午前と午後それぞれの作務では作務衣を着用しますが、色は「修行僧は黒」、住職など資格をもつ「高僧は藍や茶など」を着用します。そして作務衣はあくまで作業着であり、正式の座禅や法要には着用しません。
また、三と八のつく日には普段目の届かない隅々まで掃除し、年間作務には、布団運び作務、ガラス磨き作務、竹簀運び作務、障子張り替え作務、川作務、山作務、草履作り作務、木の芽拝登作務、大煤払い作務……などがあります。
一般の人が日常着として作務衣を着る利点は?
最近、部屋着の代わりに作務衣を着用する人が増えてきました。そうした人にとって、作務衣はどんなメリットがあるのでしょうか。
○着心地のよさ
作務衣は紐の結ぶ位置でサイズ感をある程度調整できるため、窮屈でなく、くつろいで着用できます。
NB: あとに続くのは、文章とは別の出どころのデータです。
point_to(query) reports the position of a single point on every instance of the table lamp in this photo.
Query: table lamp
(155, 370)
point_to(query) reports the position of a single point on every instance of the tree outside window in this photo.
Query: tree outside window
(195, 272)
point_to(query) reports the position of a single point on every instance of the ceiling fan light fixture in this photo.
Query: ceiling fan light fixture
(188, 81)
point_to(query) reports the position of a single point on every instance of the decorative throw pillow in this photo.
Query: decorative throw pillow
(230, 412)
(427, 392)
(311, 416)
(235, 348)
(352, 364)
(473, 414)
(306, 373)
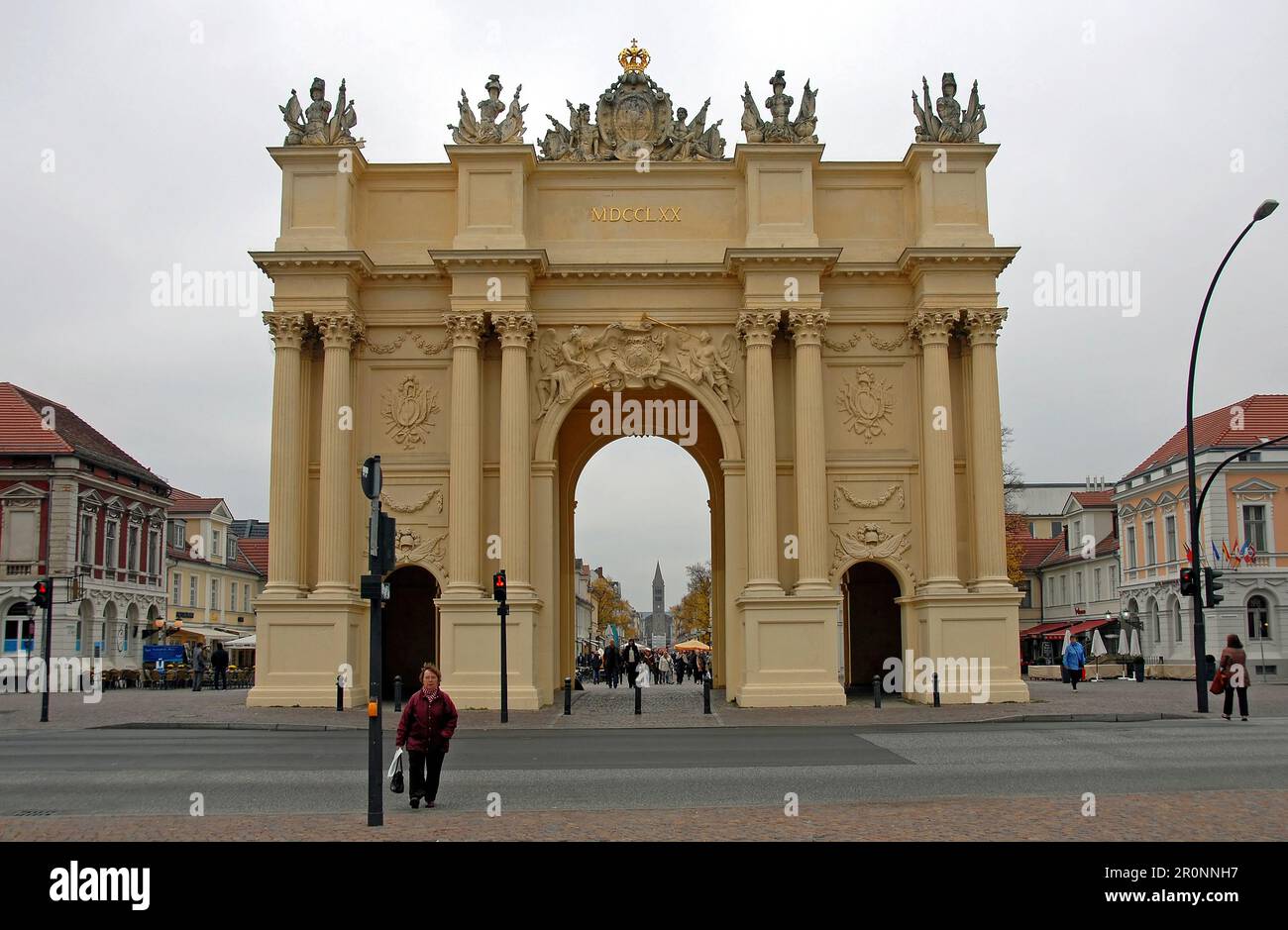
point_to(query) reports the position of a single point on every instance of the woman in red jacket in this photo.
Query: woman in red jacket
(426, 727)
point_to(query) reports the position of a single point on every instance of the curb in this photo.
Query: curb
(1013, 719)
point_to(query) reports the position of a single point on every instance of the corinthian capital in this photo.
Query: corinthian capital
(934, 327)
(514, 329)
(464, 329)
(806, 326)
(983, 325)
(286, 329)
(339, 330)
(758, 327)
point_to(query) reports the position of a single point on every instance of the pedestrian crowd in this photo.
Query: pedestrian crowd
(640, 667)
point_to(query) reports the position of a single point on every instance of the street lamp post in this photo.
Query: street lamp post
(1199, 646)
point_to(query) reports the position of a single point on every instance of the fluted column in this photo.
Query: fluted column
(758, 329)
(934, 329)
(338, 472)
(810, 467)
(465, 493)
(986, 460)
(286, 465)
(516, 331)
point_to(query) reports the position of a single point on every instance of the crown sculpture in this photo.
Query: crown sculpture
(945, 121)
(632, 121)
(485, 131)
(316, 127)
(780, 104)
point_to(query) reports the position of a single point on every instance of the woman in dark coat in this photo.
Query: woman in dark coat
(1233, 656)
(426, 728)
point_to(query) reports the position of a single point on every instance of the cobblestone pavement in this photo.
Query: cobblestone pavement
(601, 707)
(1261, 815)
また、暑い季節には風通しがよいため涼しく感じられ、寒い季節には重ね着ができて体温調節が簡単。生地は綿や麻、絹といった天然素材が着心地がよいとされ、天然素材に比べるとポリエステルなどの化学繊維はゴワつくような肌触りのものもあるようです。
○使い勝手のよさ
着心地がよく、ゆったり着られるメリットから、部屋着や寝間着に最適。
また、上下揃いのためきちんと感があり、来客や近所の買い物にも対応可能。最近は、カジュアル感やオシャレさを取り入れた作務衣も誕生し、気楽な和装として遊び心あふれる作務衣を普段着に選ぶ人も増えています。
ユニフォームとして愛される作務衣
一般の人が作務衣を日常着として着ることが多くなった一方、和食店などの飲食店でユニフォームに用いられるケースも増えてきています。
●飲食店のユニフォームとして
作務衣のもつ和のテイストは、着物ほど堅苦しくなく親しみを感じさせます。また作務衣は、動きやすく手入れも簡単な点から甘味処や蕎麦屋、うどん屋、お好み焼き屋、居酒屋……などでユニフォームとして広く使用されています。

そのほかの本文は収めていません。